For the last 20km, I ran solo, occasionally seeing a fellow red sock runner which gave me a much needed boost. There it was, another hill. I couldn’t. I began walking and that’s when I heard her. “DANIEL. COME ON!! YOU ARE SO CLOSE”. Her friend joined in, “ COME ON DAN YOU’VE COME SO FAR”. I remembered a quote my sister had told me: “We didn’t come this far, to only come this far”. I gritted my teeth and started to run again. The tiredness, soreness and aching making me blubber like a baby for the remainder of the race. This pain, I expected and was ready for. The mental pain, I was not. It took a hell of a lot more than I expected to battle through the mental barrier of continuing to run, when every part of you wants to stop.
But eventually I saw it: 2km to go. This was it, the final stretch. By now I was limping, with both calfs totally cramped up and yet from nowhere, as if someone had placed wheels under my feet I began to move. I picked up the pace to around 5:30/km and gritting my teeth, zoned out of the pain. The crowds’ cheers drew me into the stadium. With one final push of every single fibre of my body, I made it across the finish line in 10:26. Then the blubbering really got going. I was totally overwhelmed. I literally can’t put into words the emotions as you cross that line. That finish line is so much more than the end of a run. It’s a symbol of sheer grit and determination; A sign you fought to the very end and a sign that shows everyone who thought you couldn’t, that you f***ing well can. Pride, nausea, relief, you feel them all. Every single one them as incredible as the other.
I don’t believe it’s possible to come out of an ultra like Comrades the same person you went in. Izokuthoba was the Comrades slogan this year, meaning ‘it will humble you’. I have never felt more humbled than that day. I have also never felt part of something so great. We say we are running in our red socks to pull together a beloved South Africa. Comrades optimises everything that the Red Love Train stands for. Locals lined the street to support us, along the entire 89km route. They were the wheels under my feet when I had nothing left to give. To be a part of a movement of people, coming together in such a way is an incredible feeling that I will never forget. Ubuntu was out in all it’s glory: What an epic race! What an amazing event! What a beautiful country!

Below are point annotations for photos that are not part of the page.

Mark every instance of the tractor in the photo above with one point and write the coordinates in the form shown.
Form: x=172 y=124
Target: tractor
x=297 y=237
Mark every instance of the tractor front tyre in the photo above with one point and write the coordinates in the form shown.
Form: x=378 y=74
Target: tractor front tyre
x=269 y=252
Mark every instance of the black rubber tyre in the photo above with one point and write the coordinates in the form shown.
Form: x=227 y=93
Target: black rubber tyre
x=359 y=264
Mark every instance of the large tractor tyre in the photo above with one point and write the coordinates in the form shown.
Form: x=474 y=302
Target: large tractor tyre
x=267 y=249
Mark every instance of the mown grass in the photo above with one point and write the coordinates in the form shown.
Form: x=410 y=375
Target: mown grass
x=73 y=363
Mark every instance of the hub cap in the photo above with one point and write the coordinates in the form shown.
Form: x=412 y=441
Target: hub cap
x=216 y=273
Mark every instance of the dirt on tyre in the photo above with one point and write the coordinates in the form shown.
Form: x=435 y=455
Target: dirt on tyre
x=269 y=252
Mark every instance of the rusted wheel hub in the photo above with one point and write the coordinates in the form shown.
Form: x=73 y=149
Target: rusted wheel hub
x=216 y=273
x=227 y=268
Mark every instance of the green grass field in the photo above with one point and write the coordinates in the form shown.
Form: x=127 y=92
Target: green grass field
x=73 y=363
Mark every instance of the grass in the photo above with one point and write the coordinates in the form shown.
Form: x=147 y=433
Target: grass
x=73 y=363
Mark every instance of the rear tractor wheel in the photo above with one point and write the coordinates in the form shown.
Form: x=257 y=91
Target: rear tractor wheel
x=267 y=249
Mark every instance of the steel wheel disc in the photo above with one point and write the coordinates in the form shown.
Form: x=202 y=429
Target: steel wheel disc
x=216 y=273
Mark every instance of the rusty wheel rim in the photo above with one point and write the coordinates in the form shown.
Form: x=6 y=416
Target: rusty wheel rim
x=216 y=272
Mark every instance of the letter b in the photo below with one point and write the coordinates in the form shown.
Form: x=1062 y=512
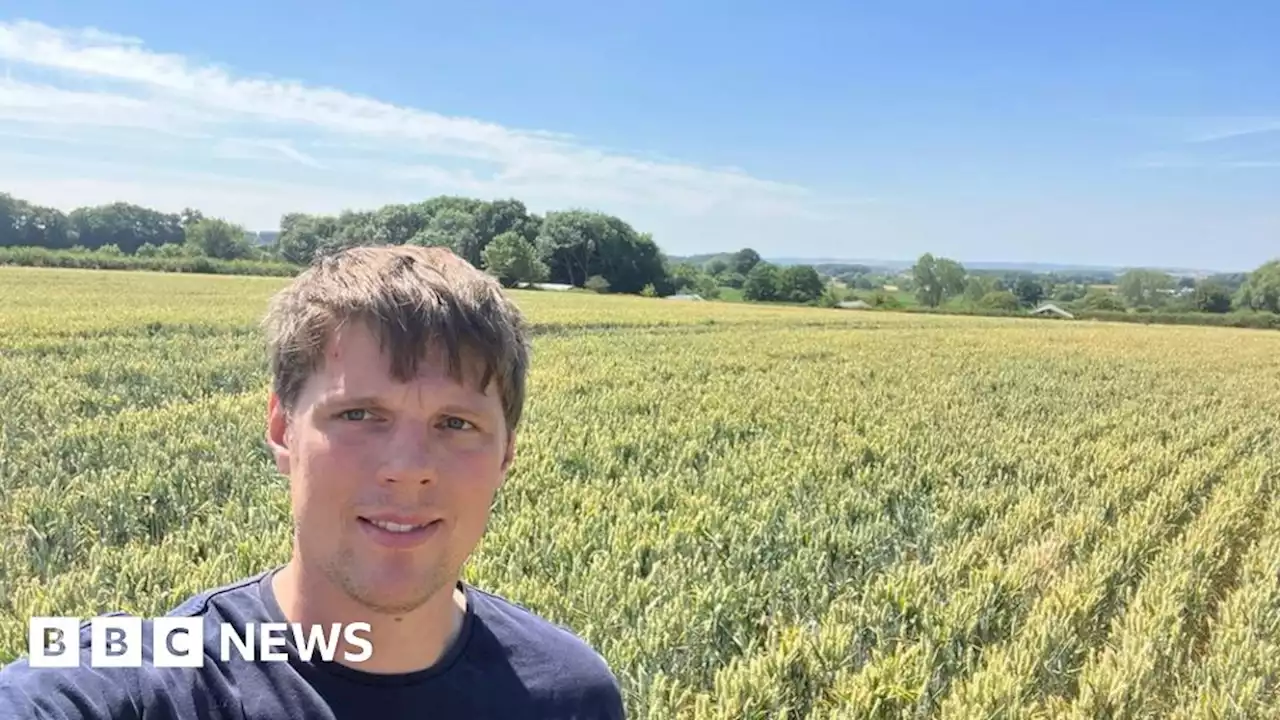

Comrades taught me more than I can ever explain. Most of all, it taught me that there is no challenge too great, no race too long and no mountain too high. One foot in front of another and you will get there. Sure, you can look back but just remember, don’t ever stop moving forward.
I couldn’t help but notice one man had two medals round his neck. After taking 30 minutes to stand up, I went over and asked him. He told me if you do the Up Run (Durban to Marizburg) and the Down Run (Marizburg to Durban) one year after the other, you get a back to back medal…
Thank you all so much for your support in my journey to Comrades. It’s been the most epic experience and one of the greatest days of my life. I will be making an accompanying vlog which will be coming soon but for now, I am off road-tripping down to Cape Town!